Five rules for digital marketing success in an anytime, everywhere world:
Rule #1: Insight comes before inspiration.
The most successful digital initiatives typically don’t start with the idea for a cool new digital experience. Instead, they start with consumer insights culled from painstaking research into who your customers are, what they’re all about, how they interact with consumer technologies, and what they want from the brands they know and trust.
Case in point: Dove’s “Campaign for Real Beauty.”

Rule #2: Don’t repurpose, reimagine. Creating multiplatform strategies that connect with audiences where they live doesn’t just mean posting television spots on YouTube in the hope they’ll go viral. In a medium where the possibilities are endless, television is the jumping off point to much more interactive and engaging experiences. You’ve got to invent new ways to help your customers make your brand their own.
Case in point: HBO’s Voyeur Project.

Rule #3: Don’t just join the conversation—spark it. Out of the over 600,000 branded pages that Facebook Page Tracker monitors, a mere 57,000 have more than 1,000 “fans.” Apparently, most people don’t want to be friends with a brand. If you want to be part of the conversation on social networking sites, be the party that initiates it—through compelling experiences that keep customers talking.
Case in point: Johnson & Johnson’s BabyCenter.

Rule #4: There’s no business without show business. Your brand is a story; tell it. Don’t just sell product; sell the problem it solves, the feeling it gives, the status it conveys, or the value it embodies. But beware of pushing to transform your brand’s Website into an “entertainment portal” simply for entertainment’s sake. In the on-demand era, the best branded entertainment experiences are P-O-S-itive—that is: personalizable, ownable, and sharable.
Case in point: Degree antiperspirant’s webisode series “The Rookie.”

Rule #5: Want control? Give it away. “User-generated content” (UGC) might not be cutting edge (it’s been featured on ABC-TV’s America’s Funniest Home Videos for nearly 20 years), but it’s a big-time buzz builder. Young consumers, especially adolescent males, seem more than happy to create their own video ads to upload on YouTube and e-mail to friends.
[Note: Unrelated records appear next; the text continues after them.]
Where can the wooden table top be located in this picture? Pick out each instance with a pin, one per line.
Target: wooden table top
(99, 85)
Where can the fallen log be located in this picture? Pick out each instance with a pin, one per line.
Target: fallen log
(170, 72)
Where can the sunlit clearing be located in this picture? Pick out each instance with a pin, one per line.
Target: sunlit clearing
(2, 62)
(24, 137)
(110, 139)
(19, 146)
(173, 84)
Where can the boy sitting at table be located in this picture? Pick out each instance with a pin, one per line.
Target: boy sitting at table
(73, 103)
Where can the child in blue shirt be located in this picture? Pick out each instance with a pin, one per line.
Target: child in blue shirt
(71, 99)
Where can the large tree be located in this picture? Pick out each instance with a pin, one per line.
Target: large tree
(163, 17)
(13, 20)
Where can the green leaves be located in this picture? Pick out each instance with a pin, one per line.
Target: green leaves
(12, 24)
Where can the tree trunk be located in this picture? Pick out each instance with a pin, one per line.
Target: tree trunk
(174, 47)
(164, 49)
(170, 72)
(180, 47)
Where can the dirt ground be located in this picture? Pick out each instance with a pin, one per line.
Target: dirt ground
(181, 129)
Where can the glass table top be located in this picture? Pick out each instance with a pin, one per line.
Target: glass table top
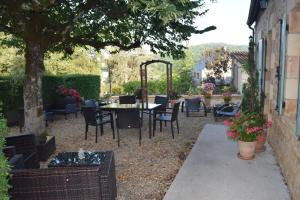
(71, 159)
(150, 106)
How do you give away control while simultaneously getting what you want? Ensure rewards for making UGC promote your brand, rather than mock or bash it.
Case in point: Doritos’ $1 million contest for creating a Super Bowl commercial, which, according to the company, generated $36 million in free publicity for the brand before and after the big game.

© 2010 Rick Matieson. Adapted from The On-demand Brand: 10 Rules for Digital Marketing Success in an Anytime, Everywhere World by Rick Mathieson. Published by AMACOM, a division of American Management Association.